I am surprised that GCC does with -O3 because from this answer it says
The compiler is not allowed to fuse a separated add and multiply unless you allow for a relaxed floating-point model.
This is because an FMA has only one rounding, while an ADD + MUL has two. So the compiler will violate strict IEEE floating-point behaviour by fusing.
However, from this link it says
Regardless of the value of FLT_EVAL_METHOD, any floating-point expression may be contracted, that is, calculated as if all intermediate results have infinite range and precision.
So now I am confused and concerned.
- Is GCC justified in using FMA with -O3?
- Does fusing violate strict IEEE floating-point behaviour?
- If fusing does violate IEEE floating-point beahviour and since GCC returns __STDC_IEC_559__isn't this a contradiction?
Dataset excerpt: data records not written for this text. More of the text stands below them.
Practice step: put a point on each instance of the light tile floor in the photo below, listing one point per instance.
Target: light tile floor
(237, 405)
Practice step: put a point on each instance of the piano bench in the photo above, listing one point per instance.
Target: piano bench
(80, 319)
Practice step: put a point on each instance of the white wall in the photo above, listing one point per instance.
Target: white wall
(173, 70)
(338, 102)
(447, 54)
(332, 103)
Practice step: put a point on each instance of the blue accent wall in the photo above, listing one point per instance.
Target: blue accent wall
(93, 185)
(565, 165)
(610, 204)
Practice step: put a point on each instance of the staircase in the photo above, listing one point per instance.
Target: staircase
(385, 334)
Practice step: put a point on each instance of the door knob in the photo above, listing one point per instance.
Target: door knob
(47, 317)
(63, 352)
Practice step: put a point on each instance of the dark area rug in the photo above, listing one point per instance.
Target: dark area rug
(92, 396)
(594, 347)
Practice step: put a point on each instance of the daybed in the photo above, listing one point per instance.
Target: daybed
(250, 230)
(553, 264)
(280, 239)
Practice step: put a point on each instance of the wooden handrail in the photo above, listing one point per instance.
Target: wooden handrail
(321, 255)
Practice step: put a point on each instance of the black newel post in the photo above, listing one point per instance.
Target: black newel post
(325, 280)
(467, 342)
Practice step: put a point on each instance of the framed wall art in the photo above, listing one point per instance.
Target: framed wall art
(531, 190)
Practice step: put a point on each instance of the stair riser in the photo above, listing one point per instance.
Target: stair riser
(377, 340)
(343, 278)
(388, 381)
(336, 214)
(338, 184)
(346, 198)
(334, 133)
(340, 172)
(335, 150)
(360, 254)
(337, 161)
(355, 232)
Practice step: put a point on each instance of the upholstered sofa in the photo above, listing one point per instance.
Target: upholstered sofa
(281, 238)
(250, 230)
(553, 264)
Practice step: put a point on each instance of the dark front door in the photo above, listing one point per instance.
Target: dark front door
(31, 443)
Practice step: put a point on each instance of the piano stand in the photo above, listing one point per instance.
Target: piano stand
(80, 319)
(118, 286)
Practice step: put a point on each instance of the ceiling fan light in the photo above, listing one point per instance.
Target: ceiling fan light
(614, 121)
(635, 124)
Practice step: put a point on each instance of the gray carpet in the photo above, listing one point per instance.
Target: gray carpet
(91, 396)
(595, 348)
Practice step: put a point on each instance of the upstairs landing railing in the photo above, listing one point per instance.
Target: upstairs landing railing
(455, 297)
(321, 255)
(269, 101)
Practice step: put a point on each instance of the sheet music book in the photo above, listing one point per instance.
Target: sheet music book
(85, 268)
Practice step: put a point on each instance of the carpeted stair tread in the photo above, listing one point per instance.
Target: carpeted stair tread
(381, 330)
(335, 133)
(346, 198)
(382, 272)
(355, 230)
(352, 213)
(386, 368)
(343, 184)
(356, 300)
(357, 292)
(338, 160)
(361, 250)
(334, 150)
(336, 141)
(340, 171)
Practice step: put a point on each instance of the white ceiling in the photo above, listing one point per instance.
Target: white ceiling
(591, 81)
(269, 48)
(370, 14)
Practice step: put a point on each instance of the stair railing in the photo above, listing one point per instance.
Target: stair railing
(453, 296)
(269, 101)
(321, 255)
Since FMA can be emulated in software it seems to be there should be two compiler switches for FMA: one to tell the compiler to use FMA in calculations and one to tell the compiler that the hardware has FMA.
Apprently this can be controlled with the option -ffp-contract. With GCC the default is -ffp-contract=fast and with Clang it's not. Other options such as -ffp-contract=on and -ffp-contract=off do no produce the FMA instruction.
For example Clang 3.7 with -O3 -mfma -ffp-contract=fast produces vfmadd132ss.
I checked some permutations of #pragma STDC FP_CONTRACT set to ON and OFF with -ffp-contract set to on, off, and fast. IN all cases I also used -O3 -mfma.
With GCC the answer is simple. #pragma STDC FP_CONTRACT ON or OFF makes no difference. Only -ffp-contract matters.
GCC it uses fma with
- -ffp-contract=fast(default).
With Clang it uses fma
- with -ffp-contract=fast.
- with -ffp-contract=on(default) and#pragma STDC FP_CONTRACT ON(default isOFF).
In other words with Clang you can get fma with #pragma STDC FP_CONTRACT ON (since -ffp-contract=on is the default) or with -ffp-contract=fast. -ffast-math (and hence -Ofast) set -ffp-contract=fast.
I looked into MSVC and ICC.
With MSVC it uses the fma instruction with /O2 /arch:AVX2 /fp:fast. With MSVC /fp:precise is the default.
With ICC it uses fma with -O3 -march=core-avx2 (acctually -O1 is sufficient). This is because by default ICC uses -fp-model fast. But ICC uses fma even with -fp-model precise. To disable fma with ICC use -fp-model strict or -no-fma.
So by default GCC and ICC use fma when fma is enabled (with -mfma for GCC/Clang or -march=core-avx2 with ICC) but Clang and MSVC do not.